I have always been leery of those who cannot stand silence. Every time I encounter a person who fears the quiet as a small child does the dark, my mind begins to race. What is it about silence that makes this person so afraid? Is it the prospect of being left with their thoughts? I believe that those who fear silence fear it because they crave a distraction from the issues that swirl about within themselves, troubling the waters of their minds.
The LGBT community fears silence. We hold this parade, then that march, this protest and launch that campaign. We constantly are talking or calling or demanding or cheering, we are making noise incessantly. We consistently create commotion over issues that reach outside of the community such as civil rights which stretch to the government. I mean not to say that such noise is unnecessary; there are a number of issues of equality and discrimination deserving attention and a great deal of commotion.
Still, I feel the racket we make over these issues drowns out the sounds of dire problems within the community. We cheer the granting of civil unions in England and Mexico City, and are able to turn our heads away from the increase in HIV cases among gay men in the United Kingdom and Mexico. Parades generate enough noise to put a rock concert to shame, and no one can hear the delivering of a eulogy at the funeral of a boy who has died from his first bump of crystal meth. Riotous cheers are tossed about for unity as the sound of joints grinding as the legs of many gays walk away from transsexuals and bisexuals goes unheard. We holler and revel in the development of affluent Gayborhoods, and do not hear the street peddling of hundreds of LGBT youth reduced to homeless and survivalist vice by intolerant families and a lack of resources each year.
Although it pains me, I believe all this noise is made because as long as we are cheering for some victory or championing some cause impacting the relationship we have with the world outside of the LGBT community, we do not have to look at the serious troubles we have in it. Instead, we are able to create a bubble of sound protecting us. We can live inside the racket of the cheers and the parades. We can live within these distractions, and never pay attention to larger issues. We are able to believe that because there are civil unions, homophobic laws stricken down and growth in the political power of the community, we must be incredibly successful. The importance of such success is slighted when so many significant issues grow inside of the community.

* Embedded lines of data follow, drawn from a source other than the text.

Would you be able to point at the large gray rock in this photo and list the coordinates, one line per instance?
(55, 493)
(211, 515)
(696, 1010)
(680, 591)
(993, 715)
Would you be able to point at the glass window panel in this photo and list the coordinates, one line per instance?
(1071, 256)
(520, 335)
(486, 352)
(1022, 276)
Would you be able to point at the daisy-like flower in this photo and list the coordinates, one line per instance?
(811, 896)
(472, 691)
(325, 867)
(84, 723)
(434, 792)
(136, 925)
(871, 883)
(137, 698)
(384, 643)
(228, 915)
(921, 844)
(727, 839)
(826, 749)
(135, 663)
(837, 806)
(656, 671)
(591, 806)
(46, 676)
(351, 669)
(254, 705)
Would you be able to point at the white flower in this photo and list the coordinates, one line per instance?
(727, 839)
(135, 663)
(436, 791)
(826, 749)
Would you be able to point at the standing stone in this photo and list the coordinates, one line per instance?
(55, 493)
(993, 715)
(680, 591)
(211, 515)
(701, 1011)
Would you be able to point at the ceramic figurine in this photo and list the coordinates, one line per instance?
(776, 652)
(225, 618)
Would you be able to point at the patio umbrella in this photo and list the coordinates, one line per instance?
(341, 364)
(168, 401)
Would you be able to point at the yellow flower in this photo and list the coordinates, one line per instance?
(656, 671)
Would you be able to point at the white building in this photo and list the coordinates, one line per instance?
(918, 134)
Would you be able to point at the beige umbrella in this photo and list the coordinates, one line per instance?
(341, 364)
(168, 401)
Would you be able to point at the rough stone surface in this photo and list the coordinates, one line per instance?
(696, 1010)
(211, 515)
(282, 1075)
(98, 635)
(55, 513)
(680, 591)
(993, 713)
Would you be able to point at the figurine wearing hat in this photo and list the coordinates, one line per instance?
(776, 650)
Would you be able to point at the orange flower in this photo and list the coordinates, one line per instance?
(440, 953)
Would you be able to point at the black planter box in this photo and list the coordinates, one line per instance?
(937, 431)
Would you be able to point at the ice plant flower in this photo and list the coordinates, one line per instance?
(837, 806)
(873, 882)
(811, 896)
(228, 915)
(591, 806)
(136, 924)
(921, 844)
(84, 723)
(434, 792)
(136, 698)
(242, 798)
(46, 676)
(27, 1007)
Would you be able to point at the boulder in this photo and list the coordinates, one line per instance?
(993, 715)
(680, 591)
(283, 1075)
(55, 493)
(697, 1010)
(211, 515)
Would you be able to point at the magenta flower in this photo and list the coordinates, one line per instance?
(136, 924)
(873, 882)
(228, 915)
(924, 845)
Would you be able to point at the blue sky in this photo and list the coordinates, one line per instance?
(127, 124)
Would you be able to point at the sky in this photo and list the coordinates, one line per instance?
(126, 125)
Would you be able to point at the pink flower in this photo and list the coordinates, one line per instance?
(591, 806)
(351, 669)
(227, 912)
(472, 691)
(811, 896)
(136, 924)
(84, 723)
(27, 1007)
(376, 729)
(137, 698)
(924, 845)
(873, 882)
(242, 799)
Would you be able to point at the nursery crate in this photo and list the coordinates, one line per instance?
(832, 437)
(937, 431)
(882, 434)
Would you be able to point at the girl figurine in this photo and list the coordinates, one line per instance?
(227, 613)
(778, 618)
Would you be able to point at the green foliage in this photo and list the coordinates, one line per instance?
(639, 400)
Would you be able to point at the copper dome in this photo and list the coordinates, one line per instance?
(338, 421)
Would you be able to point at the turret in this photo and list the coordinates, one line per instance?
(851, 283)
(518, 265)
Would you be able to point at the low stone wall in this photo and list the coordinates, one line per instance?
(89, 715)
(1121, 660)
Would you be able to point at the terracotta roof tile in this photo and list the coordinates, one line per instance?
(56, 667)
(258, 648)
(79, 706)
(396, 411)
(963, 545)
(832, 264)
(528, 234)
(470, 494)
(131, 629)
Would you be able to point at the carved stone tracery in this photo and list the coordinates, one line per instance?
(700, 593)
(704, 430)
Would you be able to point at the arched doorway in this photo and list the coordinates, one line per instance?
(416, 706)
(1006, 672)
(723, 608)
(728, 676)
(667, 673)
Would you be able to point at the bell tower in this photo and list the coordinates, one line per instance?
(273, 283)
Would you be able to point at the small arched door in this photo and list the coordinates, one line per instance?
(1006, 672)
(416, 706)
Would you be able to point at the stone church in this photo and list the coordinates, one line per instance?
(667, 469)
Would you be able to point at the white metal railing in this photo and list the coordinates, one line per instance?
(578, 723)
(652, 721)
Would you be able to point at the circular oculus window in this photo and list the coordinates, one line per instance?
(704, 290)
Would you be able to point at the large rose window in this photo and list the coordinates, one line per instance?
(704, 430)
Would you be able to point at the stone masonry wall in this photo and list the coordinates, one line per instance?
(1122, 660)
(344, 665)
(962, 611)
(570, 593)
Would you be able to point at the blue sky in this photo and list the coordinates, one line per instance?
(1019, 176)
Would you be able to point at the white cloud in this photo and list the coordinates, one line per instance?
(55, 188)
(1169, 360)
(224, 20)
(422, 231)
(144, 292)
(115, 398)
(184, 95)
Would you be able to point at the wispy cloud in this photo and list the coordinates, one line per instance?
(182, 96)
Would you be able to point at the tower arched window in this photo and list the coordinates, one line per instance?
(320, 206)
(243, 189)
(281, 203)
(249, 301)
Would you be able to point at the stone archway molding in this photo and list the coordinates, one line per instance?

While we are not paying attention to these troubles, they grow and worsen. Alas, most of us do not care about, or even worse, are unaware entirely because we have the noise to distract us and drown out any unpleasant reminders of reality. We do not care because so long as we are making noise we can believe there must be some positive reason or goal behind it, making it necessary. We are distracted from that which ails us.
We have reached a point where silence can no longer be feared, lest such fear continue to inspire the noise providing fertile ground for our problems. We have to be open to some degree of silence so we can recognize, focus on and begin to fix the troubles hurting us. This does not mean noise and celebration should be forbidden, it simply means they should be handled in a manner that does not overshadow issues poisoning this community from within. It means that as we cheer, we must listen for the creaks and snaps of damages within this community. It means we must listen for calls for help through the cheers. We are wrong to fear silence; it is the river of racket we should fear.